You’ll want pictures of the road conditions, any obstructions in the road, and even the weather conditions.
You can be proactive and wear a GoPro or another action camera that can be attached to your bike or helmet and will film the actual event happening. This will provide you with the best proof and evidence of what occurred and clear up any questions the police may have regarding who is to blame.
Collect Names and Contact Information
Even if it’s a minor collision where no one seems to have any immediate injury, you’ll want to make note of any witnesses or participants in the accident. Make sure you collect contact information for all involved.
Ask witnesses to stay until first responders arrive so they can give a witness statement. If they can’t stay or emergency services are not being called then you’ll want to make sure you get their name and contact number before they do leave.
If witnesses or participants are unwilling to give their information you can always joy down their license plate number or snap a photo of the scene and the people there.
Just getting the name and number of the others involved may not be enough. You’ll want to exchange insurance information and make sure you have all their details before you go your separate ways.
If there is significant damage or injury, police should be called.

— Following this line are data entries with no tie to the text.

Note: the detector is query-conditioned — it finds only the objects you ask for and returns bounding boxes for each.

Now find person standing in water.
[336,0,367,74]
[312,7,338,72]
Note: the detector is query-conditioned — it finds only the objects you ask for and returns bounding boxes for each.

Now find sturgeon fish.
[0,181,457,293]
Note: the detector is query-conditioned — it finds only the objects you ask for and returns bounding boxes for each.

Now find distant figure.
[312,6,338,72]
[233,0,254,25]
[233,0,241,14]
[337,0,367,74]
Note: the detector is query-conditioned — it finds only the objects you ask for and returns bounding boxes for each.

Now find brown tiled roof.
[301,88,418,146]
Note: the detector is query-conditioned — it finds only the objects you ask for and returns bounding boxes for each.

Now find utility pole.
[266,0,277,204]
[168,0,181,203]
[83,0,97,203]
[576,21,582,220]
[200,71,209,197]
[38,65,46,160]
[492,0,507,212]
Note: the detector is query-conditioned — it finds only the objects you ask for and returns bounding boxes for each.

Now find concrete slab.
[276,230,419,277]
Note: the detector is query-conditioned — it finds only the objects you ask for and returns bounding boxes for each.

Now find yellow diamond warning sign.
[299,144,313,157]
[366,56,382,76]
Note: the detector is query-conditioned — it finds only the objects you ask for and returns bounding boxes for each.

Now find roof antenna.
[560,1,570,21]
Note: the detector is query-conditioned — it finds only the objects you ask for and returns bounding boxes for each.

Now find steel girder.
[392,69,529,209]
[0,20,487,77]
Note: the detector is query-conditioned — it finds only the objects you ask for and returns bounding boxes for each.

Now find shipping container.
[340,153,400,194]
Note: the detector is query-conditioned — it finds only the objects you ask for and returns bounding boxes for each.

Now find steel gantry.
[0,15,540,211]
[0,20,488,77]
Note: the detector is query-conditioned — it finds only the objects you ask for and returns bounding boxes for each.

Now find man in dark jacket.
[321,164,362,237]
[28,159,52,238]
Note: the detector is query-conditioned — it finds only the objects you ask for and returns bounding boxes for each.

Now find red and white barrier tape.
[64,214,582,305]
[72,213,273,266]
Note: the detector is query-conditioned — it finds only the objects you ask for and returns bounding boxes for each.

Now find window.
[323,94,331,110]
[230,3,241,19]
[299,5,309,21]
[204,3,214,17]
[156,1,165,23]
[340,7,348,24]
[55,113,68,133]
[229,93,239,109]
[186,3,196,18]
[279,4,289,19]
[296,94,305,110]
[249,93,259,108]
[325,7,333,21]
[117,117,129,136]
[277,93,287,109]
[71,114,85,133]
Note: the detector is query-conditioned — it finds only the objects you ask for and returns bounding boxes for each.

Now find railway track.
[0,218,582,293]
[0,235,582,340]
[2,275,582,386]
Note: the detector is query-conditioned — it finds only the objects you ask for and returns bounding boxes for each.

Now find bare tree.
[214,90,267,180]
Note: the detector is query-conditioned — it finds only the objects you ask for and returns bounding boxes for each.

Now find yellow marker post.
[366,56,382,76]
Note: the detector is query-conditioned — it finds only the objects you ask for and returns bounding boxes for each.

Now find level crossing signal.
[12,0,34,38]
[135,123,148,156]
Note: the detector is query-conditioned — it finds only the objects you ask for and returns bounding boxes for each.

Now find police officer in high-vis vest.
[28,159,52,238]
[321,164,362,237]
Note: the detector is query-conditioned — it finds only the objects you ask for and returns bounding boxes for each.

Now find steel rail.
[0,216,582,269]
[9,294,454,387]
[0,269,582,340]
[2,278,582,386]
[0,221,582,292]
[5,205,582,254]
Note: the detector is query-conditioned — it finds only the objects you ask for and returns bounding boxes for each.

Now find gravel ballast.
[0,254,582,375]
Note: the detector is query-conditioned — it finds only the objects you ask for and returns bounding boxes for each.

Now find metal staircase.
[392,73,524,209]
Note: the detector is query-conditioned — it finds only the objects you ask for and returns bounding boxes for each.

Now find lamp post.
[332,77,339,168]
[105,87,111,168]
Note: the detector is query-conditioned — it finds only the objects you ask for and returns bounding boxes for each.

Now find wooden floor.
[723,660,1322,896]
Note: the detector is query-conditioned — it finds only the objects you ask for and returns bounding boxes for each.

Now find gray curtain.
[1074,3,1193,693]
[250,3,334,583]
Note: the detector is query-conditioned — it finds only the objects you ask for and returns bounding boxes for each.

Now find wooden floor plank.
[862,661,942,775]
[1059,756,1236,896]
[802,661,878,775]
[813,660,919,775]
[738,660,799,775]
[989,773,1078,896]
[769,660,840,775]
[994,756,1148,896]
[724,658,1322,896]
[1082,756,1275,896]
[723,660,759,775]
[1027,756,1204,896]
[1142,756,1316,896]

Otherwise, you can fill out a report online or in writing. If the other parties involved refuse to give you their information you will need to get it from the accident report or have the police collect the information for you.
Estimate for Damages
In the days after the accident, you’ll need to find out what damage has been done. It’s smart to get a few estimates of the cost of repairs to submit to the at-fault driver’s insurance or if necessary for court.
A written estimate from several different places will help you prove the extent of damages to your bike or other equipment (such as a laptop that fell from a backpack, etc).
It’s a good idea to find the original amount you paid for the item and how much it will cost to repair or replace each item.
Don’t Hurt Your Case
Many people have ended up hurting their own case because they posted information on social media. Don’t share too much information about the accident or injuries if you don’t want others involved in the case to see it. Even if you have privacy settings, information tends to get out.
Insurance companies, lawyers, investigators, and law enforcement are experts at collecting evidence, including statements made online. You could end up losing out on the damages you deserve because of a joke, comment or picture that is taken out of context or is twisted to match someone else’s best interests.
Seek Legal Advice
If you’ve been injured in a bike accident or have damages as a result of a collision then you should seek legal advice. Insurance companies don’t like to give money away and they’ll do everything they can to avoid paying you what you deserve or need to be made whole.
See the legal advice of experts so you know your rights and have someone who knows the law in your corner.
Be Proactive to Avoid a Bike Accident
The best way to be proactive in avoiding a bike accident is to follow the rules of the road and drive safely. No matter how proactive you are, accidents happen.